The point of neuroeconomics, I thought, was that someone was willing to quantify the impact of "value" (that is, a dollar isn't the same to all people, so they will all use competing, and, to them, rational processes) as it relates to the ostensibly crystalline rationality of the market.

Well, 99, you thought wrong. Sorry. Neuroeconomics really has nothing to do with that, and certainly has nothing to do with "the market", whether the market is rational or not.

Posted by: Felix on September 22, 2006 06:04 PM
#9

Well, 99, you thought wrong.

Silly 99.

Posted by: Sterling on September 23, 2006 01:06 AM
#10

Neuroeconomics combines neuroscience, economics, and psychology to study how we make choices. It looks at the role of the brain when we evaluate decisions, categorize risks and rewards, and interact with each other.

I guess I should have said 'behaviorial economics'.

Regardless, I still fail to see how you can make conclusions about chemical processes in the brain when the experiments don't control for existing preconceptions of monetary value.
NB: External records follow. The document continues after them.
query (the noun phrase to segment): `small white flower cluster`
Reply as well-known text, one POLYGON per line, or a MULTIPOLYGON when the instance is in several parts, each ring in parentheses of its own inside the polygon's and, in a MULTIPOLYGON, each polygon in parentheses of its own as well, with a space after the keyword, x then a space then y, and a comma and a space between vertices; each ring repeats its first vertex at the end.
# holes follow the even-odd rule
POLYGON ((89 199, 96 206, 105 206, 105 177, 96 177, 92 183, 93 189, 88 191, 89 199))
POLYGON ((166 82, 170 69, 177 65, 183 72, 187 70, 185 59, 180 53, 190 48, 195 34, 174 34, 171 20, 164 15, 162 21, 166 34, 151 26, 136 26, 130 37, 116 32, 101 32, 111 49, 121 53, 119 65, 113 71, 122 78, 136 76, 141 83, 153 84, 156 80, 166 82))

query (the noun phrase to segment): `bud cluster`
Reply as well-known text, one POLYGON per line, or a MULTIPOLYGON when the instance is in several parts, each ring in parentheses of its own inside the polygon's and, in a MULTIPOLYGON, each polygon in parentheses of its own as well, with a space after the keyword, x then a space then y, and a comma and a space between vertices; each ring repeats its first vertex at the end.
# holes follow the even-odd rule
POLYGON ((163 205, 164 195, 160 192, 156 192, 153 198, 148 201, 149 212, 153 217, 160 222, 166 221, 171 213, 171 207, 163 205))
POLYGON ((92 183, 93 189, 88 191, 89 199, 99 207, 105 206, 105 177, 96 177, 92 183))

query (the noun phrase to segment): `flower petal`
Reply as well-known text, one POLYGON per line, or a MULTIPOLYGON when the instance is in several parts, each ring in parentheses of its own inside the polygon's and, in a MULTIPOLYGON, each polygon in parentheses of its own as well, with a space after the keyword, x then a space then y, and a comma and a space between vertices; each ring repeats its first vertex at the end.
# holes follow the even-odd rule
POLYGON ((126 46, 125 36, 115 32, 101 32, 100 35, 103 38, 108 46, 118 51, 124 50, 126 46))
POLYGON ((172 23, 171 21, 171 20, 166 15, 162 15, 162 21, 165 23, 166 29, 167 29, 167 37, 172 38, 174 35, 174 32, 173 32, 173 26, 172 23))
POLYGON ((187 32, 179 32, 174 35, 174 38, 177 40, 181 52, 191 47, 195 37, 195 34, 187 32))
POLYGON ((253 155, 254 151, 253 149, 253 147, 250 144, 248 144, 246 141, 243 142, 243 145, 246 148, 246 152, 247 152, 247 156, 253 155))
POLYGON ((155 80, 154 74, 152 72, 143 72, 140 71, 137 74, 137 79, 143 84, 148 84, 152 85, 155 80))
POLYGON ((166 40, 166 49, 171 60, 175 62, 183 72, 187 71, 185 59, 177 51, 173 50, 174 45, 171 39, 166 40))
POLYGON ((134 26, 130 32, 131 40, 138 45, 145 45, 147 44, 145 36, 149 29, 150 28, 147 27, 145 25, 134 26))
A hot stove is a hot stove. You pick a temperature point and stick your hand over it. That's risk aversion testing, and can be applied pretty broadly, culturally speaking. The same cannot be said for four dollars.

Posted by: 99 on September 23, 2006 07:07 PM
#11

In english, all 99 is saying: people do not have isoelastic utility functions.

He's probably right.

Posted by: Gavin on October 14, 2006 06:35 PM
#12

I think Gavin meant to link to this.